As natural resources managed in public trust, living fish now need protection from excessive and destructive private depletion (Lam and Pitcher 2012a
). I propose that fishing activities that cause unreasonable depletion of fishery resources and diminishment of ecosystem services should qualify as ecological damage and a public nuisance, to which fishing enterprises are liable. By treating environmental degradation caused by fisheries as a public nuisance, i.e., “an unreasonable interference with a right common to the general public” (Ruhl 2008:775), courts could instill a conservationist ethic in fisheries within existing property regimes, by redefining the rights and responsibilities of private fishing enterprises. Environmental damage would need to be defined beyond just damage to property, person, or the environment by pollution, but to encompass depletion of natural resources
when public resources become scarce, such as in fisheries. A legal path to sustainable fisheries management would be paved by recognizing 1) that rights and responsibilities associated with property include private possession, use, enjoyment, and disposition that do not harm the public interest
, and 2) that environmental damage constitutes a “cognizable harm capable of redress under the law of nuisance” (Wilgus 2001:103). The public right to fish can only be protected if the sustainability of the living resources themselves is not harmed.
Whether or not exploitation of fishery resources is harmful could be assessed with the aid of ecological science to clarify baselines of ecological harm that constitute unreasonable use of property in a nuisance context (Wilgus 2001). The Universal Declaration of Human Rights (1948) guarantees, inter alia, the right to life, liberty, and security of person, including food security. Foresight and political will, supported by relevant science, are needed to create governance mechanisms and societal baselines to mitigate the environmental harms caused by overfishing, with new environmental legislation, regulations, taxes, and fees. Social justice demands that not only incentive mechanisms in fisheries management, but also co-governance relations in the environmental laws of property, damage, and nuisance be re-examined. To determine legal responsibilities in the public and private sectors regarding natural resources, corresponding internal costs, liability, and negligence must be specified (Bergkamp 2001). With a universal policy goal to reduce environmental harm and effective institutional linkages, mechanisms, and instruments, regulations that limit fishing harms could be then implemented.
Under the common law doctrine of naturae ferae
and law of capture, private property rights are assigned to fishermen who capture public living resources from their natural state by their skill and effort (Bader 1998, Macinko and Bromley 2004). Constitutional law (legal, written, formalized rules) and common law (evolving, unwritten, informal rules) specify fishing rights and responsibilities (Bader 1998). Both govern individual behaviors within society to frame fisheries management, but the common laws of harm, nuisance, and property are increasingly redefining fisheries policy. To counteract adverse trends in fisheries, laws that reflect shared environmental values for society are shifting societal baselines or norms of acceptable fishing behavior. When a social contract becomes harmful to society, as argued in fisheries (Lam and Pauly 2010), its terms need to be adapted, via new regulatory procedures and incentive mechanisms (Rosenberg 2009), and enabled by restraining legislative acts.

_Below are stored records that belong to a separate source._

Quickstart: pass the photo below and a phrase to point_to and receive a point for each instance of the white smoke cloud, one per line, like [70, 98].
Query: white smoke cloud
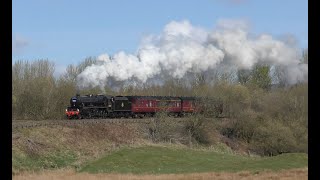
[183, 48]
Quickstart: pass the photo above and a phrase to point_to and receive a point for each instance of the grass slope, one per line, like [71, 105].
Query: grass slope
[160, 160]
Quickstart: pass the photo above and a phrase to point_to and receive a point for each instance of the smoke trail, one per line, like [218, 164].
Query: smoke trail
[182, 48]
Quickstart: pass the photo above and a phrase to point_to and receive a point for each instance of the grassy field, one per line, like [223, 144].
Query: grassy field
[292, 174]
[166, 160]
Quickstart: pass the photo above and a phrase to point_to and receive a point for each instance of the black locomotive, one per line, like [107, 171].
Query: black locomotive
[106, 106]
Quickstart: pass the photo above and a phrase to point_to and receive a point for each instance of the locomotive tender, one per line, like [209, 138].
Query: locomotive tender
[106, 106]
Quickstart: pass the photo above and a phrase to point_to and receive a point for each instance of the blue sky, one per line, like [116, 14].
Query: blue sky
[67, 31]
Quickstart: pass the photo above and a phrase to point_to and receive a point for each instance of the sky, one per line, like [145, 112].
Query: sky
[66, 32]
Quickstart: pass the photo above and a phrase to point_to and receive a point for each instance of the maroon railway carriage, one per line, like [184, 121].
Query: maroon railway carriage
[149, 105]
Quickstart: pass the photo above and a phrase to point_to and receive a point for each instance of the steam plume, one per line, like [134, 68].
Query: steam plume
[182, 48]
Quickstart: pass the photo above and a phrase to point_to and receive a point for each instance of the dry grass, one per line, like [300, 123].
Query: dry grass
[293, 174]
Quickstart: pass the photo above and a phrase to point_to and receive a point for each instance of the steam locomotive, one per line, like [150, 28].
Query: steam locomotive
[106, 106]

PAYING FOR THE PRIVILEGE TO FISH
Fisheries scientists and environmental lawyers both grapple with notions of “reasonableness”: the former, to set reasonable harvest limits (Pearse and Walters 1992), and the latter, to define reasonable harm (Lin 2006). By specifying reasonable harvests as those that do not inflict unreasonable environmental harm, as assessed by ecological science, fisheries regulation and environmental law can work synergistically to limit private exploitation of public resources. Environmental regulation seeks to correct market failures and ensure that an adequate supply of public goods, such as clean air and water, is available to the public: it regulates risk of harm rather than actual harm (Lin 2006). Risk-based or preventative regulation is premised on collective harms and operates to prevent harm before it occurs (Lin 2006). An economically rational actor is likely to disregard public harms unless their costs are internalized, e.g., through environmental regulation (Spence 2001). Environmental regulations are implemented via prior approvals, permits that embody standards to be met, and monitoring of compliance, all with the goal of preventing harm (Schroeder 2002).

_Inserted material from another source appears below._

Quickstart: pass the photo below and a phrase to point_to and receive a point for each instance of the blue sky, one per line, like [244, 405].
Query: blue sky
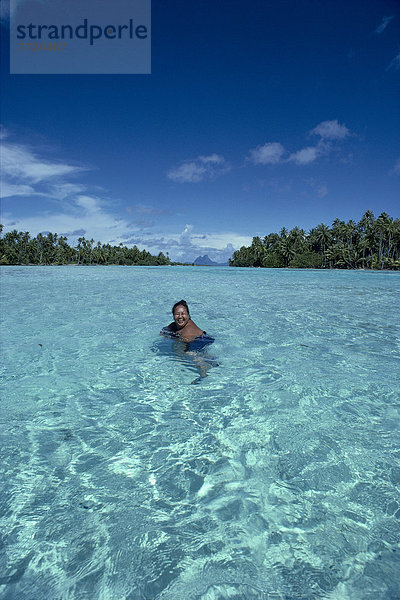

The power of governments in environmental regulation to prohibit or compel and to take or give money selectively benefits or harms all industries within society, as well as individuals within those industries (Stigler 1971). Eminent domain (U.S.) or its equivalent, expropriation (Canada and South Africa), compulsory purchase (United Kingdom, New Zealand, Ireland), and resumption/compulsory acquisition (Australia), all refer to an action by the state to seize a citizen’s private property, with due monetary compensation, but without the owner’s consent: it is typically exercised by governments to take property for public or civic use, such as public utilities, highways, railroads, and public safety. Countering this in the U.S. is the Takings Clause, which states that private property shall not be taken for public use, without just compensation. Regulatory takings claims are challenging “the proper relationship between the individual and the state” (Epstein 1985, cited in Eagle 2007:621) to determine “who should bear the burdens for society of certain public goods” (Raymond 1996:578). The conflicting roles of government, as both regulator and trustee of public fishery resources, and also facilitator of private fishing enterprises, constrain socially optimal solutions (Eagle 2007, Eagle and Kuker 2010), as regulators are often “captured” by industry (Stigler 1971, Peltzman 1976, 1993).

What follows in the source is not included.